Solar energy is the cheapest
source of electricity in many places, according to a report by the
International Energy Agency (IEA) on world energy in 2021. Despite this, solar photovoltaic plants are producing less than they could: energy production loses between 5-13% on average in the United States. This lower
productivity makes it even more difficult to limit the global temperature rise
to 1.5°C above pre-industrial levels to comply with the Paris Agreement.
Faced with the major problem posed by the climate crisis, the young Chilean civil industrial engineer decided to create the start-up SUNAI to optimize the production of solar plants with artificial intelligence algorithms and thus accelerate the decarbonization of electricity. Thanks to the potential of this breakthrough, this young man has been chosen among the winners of the Innovators under 35 Latin America 2022 awards of MIT Technology Review in Spanish.
Parrado elaborates, "Our clients see an annual increase in their power generation of more than 10.4%." They do this by compiling the big data generated by solar plants and turning it into operational guides with recommendations for solar plant operators to decrease their energy losses in the field.

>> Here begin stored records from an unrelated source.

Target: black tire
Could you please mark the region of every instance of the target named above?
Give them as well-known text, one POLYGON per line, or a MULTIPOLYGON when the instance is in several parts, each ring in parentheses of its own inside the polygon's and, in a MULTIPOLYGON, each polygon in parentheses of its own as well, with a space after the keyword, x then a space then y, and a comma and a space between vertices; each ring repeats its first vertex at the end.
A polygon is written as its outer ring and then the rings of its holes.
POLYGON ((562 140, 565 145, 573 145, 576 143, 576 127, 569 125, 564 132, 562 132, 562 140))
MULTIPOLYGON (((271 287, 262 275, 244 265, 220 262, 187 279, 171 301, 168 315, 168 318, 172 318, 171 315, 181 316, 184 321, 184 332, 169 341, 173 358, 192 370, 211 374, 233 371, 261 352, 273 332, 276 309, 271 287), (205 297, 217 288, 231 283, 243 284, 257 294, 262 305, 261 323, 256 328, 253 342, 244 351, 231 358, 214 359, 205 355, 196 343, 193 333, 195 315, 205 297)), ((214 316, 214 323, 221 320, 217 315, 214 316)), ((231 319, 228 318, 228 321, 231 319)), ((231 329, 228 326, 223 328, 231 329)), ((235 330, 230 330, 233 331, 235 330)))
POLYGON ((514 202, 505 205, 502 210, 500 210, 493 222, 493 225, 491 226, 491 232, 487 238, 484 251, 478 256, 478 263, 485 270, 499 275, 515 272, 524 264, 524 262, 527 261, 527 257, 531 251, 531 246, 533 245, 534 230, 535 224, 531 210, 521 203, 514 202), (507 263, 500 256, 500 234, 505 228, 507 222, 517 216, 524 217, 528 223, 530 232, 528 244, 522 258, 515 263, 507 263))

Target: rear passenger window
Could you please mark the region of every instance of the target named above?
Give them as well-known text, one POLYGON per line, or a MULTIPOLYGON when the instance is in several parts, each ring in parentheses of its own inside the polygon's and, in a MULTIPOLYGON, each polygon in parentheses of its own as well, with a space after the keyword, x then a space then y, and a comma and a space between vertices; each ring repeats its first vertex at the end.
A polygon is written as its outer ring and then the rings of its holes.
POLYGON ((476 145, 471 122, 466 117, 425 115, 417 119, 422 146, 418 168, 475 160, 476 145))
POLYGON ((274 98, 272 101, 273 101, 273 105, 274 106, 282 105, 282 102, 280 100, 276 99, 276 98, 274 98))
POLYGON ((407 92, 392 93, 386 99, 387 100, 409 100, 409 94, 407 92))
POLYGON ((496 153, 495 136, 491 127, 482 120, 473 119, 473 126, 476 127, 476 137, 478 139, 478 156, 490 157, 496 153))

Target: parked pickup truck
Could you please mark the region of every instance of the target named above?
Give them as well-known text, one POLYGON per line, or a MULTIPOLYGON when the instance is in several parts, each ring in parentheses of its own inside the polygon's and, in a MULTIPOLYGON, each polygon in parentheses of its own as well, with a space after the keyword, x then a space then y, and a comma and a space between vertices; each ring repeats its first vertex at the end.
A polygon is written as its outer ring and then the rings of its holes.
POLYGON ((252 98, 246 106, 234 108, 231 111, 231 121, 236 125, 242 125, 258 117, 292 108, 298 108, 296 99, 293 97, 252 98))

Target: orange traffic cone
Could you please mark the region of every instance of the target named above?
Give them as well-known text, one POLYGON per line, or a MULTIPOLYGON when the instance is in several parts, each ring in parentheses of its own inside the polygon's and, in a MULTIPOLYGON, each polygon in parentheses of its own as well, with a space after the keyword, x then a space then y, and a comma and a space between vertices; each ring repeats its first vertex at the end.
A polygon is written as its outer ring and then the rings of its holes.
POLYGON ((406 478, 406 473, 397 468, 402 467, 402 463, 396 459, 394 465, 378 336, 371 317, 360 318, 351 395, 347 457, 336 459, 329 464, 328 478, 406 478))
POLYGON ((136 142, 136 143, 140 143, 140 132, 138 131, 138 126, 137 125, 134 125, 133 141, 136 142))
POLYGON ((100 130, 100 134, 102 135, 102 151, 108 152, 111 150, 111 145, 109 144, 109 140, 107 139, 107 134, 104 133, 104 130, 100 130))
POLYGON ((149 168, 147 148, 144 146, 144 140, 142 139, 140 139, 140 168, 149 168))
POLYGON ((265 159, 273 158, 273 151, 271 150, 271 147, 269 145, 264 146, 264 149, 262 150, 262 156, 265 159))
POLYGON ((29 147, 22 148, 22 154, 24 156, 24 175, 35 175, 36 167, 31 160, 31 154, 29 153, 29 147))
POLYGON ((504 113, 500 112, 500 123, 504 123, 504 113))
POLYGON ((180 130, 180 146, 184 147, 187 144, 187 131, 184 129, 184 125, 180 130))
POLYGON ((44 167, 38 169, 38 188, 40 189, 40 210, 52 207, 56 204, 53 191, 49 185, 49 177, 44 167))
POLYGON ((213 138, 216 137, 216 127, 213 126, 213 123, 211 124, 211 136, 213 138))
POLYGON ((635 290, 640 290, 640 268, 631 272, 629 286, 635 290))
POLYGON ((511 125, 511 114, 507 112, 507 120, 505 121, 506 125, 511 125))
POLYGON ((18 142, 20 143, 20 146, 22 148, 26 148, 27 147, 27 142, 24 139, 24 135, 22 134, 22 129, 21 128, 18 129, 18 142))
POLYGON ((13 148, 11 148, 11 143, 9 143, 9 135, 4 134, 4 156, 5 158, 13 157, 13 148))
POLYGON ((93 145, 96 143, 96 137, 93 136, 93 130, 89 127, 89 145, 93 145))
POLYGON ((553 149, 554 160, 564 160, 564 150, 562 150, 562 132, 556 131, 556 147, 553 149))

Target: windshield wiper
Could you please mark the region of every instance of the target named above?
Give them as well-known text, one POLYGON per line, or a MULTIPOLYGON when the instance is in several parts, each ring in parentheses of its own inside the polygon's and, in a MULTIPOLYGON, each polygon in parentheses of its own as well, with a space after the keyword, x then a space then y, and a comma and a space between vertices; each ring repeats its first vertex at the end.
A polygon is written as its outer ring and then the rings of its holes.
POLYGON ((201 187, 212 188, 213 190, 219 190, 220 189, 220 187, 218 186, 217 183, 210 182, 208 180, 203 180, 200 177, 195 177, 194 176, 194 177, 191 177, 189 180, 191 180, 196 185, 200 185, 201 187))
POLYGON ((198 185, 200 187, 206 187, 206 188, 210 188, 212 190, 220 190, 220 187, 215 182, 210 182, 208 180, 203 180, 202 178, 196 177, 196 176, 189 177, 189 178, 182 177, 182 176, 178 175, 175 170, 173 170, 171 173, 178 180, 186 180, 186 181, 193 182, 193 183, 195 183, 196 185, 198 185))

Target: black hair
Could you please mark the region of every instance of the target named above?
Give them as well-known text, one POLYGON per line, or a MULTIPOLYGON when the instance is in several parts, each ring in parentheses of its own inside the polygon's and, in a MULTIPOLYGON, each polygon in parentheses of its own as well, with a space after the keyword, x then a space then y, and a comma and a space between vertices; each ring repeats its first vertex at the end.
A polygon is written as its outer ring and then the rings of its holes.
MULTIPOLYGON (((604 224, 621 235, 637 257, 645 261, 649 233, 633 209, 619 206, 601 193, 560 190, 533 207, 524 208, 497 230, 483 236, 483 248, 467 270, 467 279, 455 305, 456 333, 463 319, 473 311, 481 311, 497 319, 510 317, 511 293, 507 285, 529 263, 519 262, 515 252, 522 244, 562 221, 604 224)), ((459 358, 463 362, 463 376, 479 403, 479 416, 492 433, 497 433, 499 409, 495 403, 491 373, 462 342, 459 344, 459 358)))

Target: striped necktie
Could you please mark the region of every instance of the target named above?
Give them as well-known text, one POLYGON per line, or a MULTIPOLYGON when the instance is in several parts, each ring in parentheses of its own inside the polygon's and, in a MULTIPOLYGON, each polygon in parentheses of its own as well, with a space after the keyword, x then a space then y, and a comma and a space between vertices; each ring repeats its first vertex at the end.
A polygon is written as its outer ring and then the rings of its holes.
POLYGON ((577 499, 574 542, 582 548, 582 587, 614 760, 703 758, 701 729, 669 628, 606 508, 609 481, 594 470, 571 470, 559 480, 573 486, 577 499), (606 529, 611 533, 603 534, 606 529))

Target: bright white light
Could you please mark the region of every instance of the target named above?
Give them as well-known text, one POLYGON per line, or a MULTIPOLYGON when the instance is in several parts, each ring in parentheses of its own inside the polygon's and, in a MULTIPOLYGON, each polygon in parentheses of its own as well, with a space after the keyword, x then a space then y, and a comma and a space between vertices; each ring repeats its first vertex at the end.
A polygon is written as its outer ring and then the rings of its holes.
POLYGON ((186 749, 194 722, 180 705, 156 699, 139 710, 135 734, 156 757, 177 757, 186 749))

By maximizing the benefits of solar production, SUNAI reduces the payback time and makes it easier for more companies and individuals to bet on these silicon plates that convert sunlight into green electricity. Such clean energy is "one of the best ways to combat climate change," adds the innovator.
Parrado's innovation is already improving the productivity of more than 150 solar plants in six Latin American countries. The engineer is now looking to expand his software with failure predictors, an automatic thermography module and a battery module. With these new services and more funding, the young man seeks to expand SUNAI so that more photovoltaic panels reach their maximum capacity to generate clean electricity and thus avoid releasing as many of the greenhouse gases that threaten our way of life as possible.